The Arundel seemed probably the most exclusive, and certainly the most expensive, hotel in the West End. It had none of the Palais de Versailles air of big hotels all over the world, but was one of those smaller ones in London which are decorated to provide an intensely English atmosphere. The hall contained an open fireplace wide enough to spit an ox, flanked with suits of armour so well burnished they looked ready to go out and give battle in Berkeley Square. Beyond them an Adam staircase cascaded to the feet of a marble nude, whose attitude and bust measurement were more modest than some of the women I noticed sitting about in the lounge. The place seemed intended to give guests the impression of staying in the country seat of some fine old English nobleman; and it was full of Americans, who were the only people who could afford to stay there.

‘Very charming,’ I said.

‘The American Bar will be nice and empty,’ suggested Grimsdyke. ‘It’s the only place the Americans don’t seem to go. And don’t worry about the drinks,’ he added, as I followed him through another luxurious lobby. ‘I just sign for them. A very convenient arrangement, don’t you think?’

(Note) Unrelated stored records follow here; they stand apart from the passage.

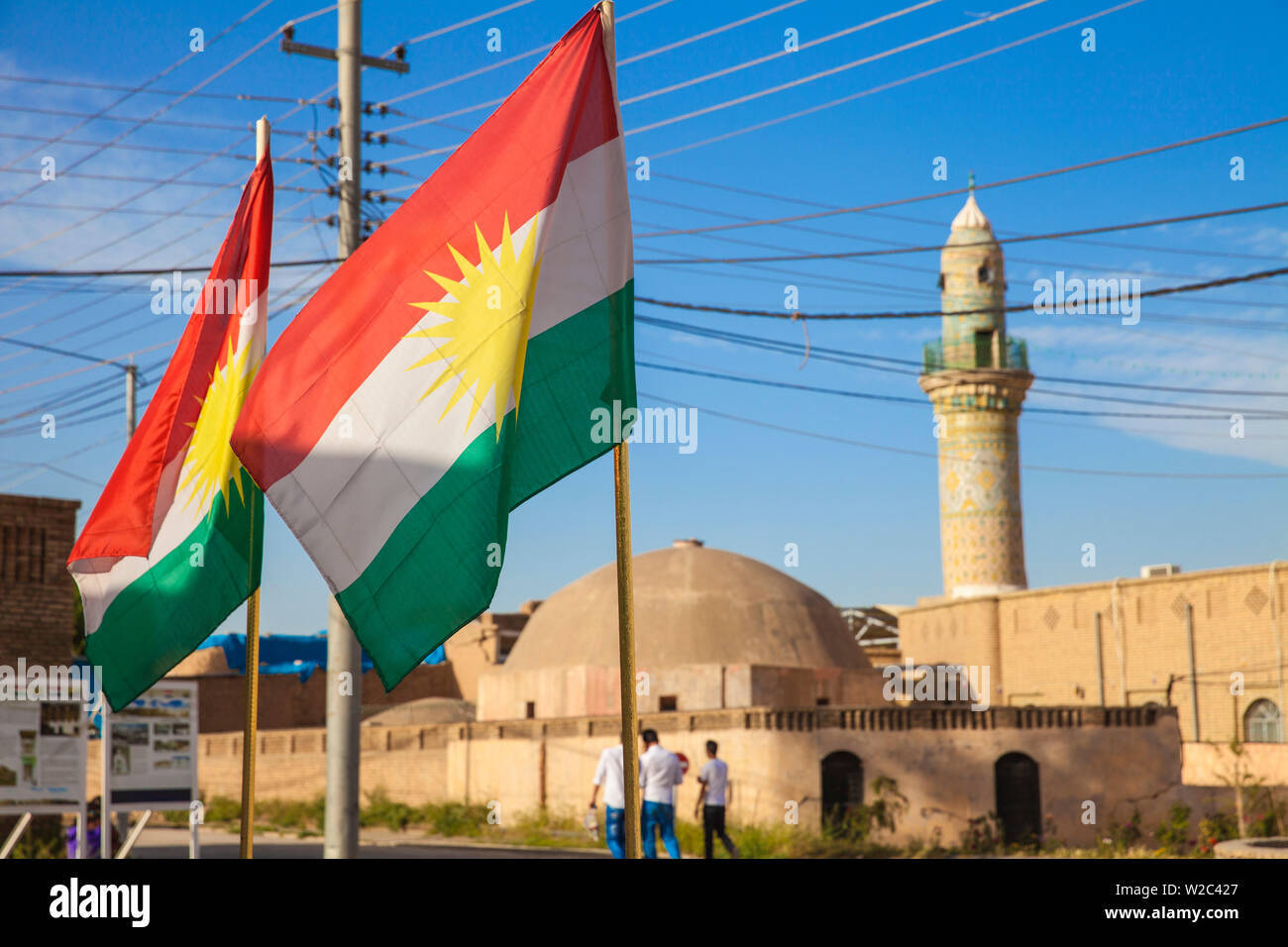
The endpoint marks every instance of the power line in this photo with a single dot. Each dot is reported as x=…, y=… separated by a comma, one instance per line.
x=489, y=103
x=715, y=31
x=1025, y=239
x=845, y=356
x=909, y=451
x=160, y=75
x=460, y=25
x=800, y=48
x=141, y=90
x=890, y=85
x=954, y=192
x=922, y=403
x=155, y=270
x=928, y=313
x=196, y=258
x=926, y=222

‘But how on earth did you manage to get a magnificent job like this?’ I asked, as we sat down in a corner of the bar.

‘The Grimsdykes, old lad, may often be on their uppers,’ he explained a little grandly. ‘But they always fall on their feet. Do you remember Miss Hales?’

I frowned.

‘Which one of your girl friends was that?’

‘No girl friend. Miss Hales was at my table on the ship. She was the one with the kidneys, which she talked about every time she could get them in edgeways. Fortunately for me, as a conscientious servant of the shipping company I lent a sympathetic ear, instead of shoving her through the nearest porthole in the public interest. It was only when presenting my modest account at the end of the voyage that I discovered she lives here permanently. When she volunteered that the dear hotel doctor had been carted off to hospital – with symptoms sounding to me suspiciously like cirrhosis of the liver – I smelt the chance of a job. She very decently said she’d have a word with the management, and I can only suppose the old bird runs up a fantastic bill here every week, because they just told me to come along.’

‘And very nice, too.’

He paused.

‘Yes and no. Mind you, this is the way I really like to live – cordon bleu cuisine, early tea and biscuits in bed, chap to press your pants, and within a taxi-hoot of Piccadilly Circus. The snag is, they give me a reproduction of Nell Gwynn’s bedroom and plenty to eat and drink, and damn all else. Why, it’ll take me months even to pay for these togs I had to buy.’

‘But surely you’ve got lots of rich and aristocratic patients?’ I asked in surprise.

‘Indeed,’ he agreed, ‘I have what you might call an embarras de duchesse. But the blasted manager only lets me keep ten per cent of the fees. You can’t imagine what a mean bunch they are backstage,’ he went on indignantly. ‘If I ran a place like this, you’d see me on the doorstep day and night welcoming my old friends to wine and dine lavishly at my expense. But this lot pretty well count the bubbles in the soda-water. However, I didn’t ask you here to weary you with the trials of a hotel doctor’s life. Fact is, old lad, I want a bit of professional advice. And at this particular moment you seem just the man to give it to me.’

‘I don’t suppose I can be of much help,’ I said, wondering what trouble he had got himself into now. ‘But I’m more than ready to do my best.’

‘Let’s have another gin,’ said Grimsdyke, reaching for his pencil. ‘And I’ll tell you all about it.’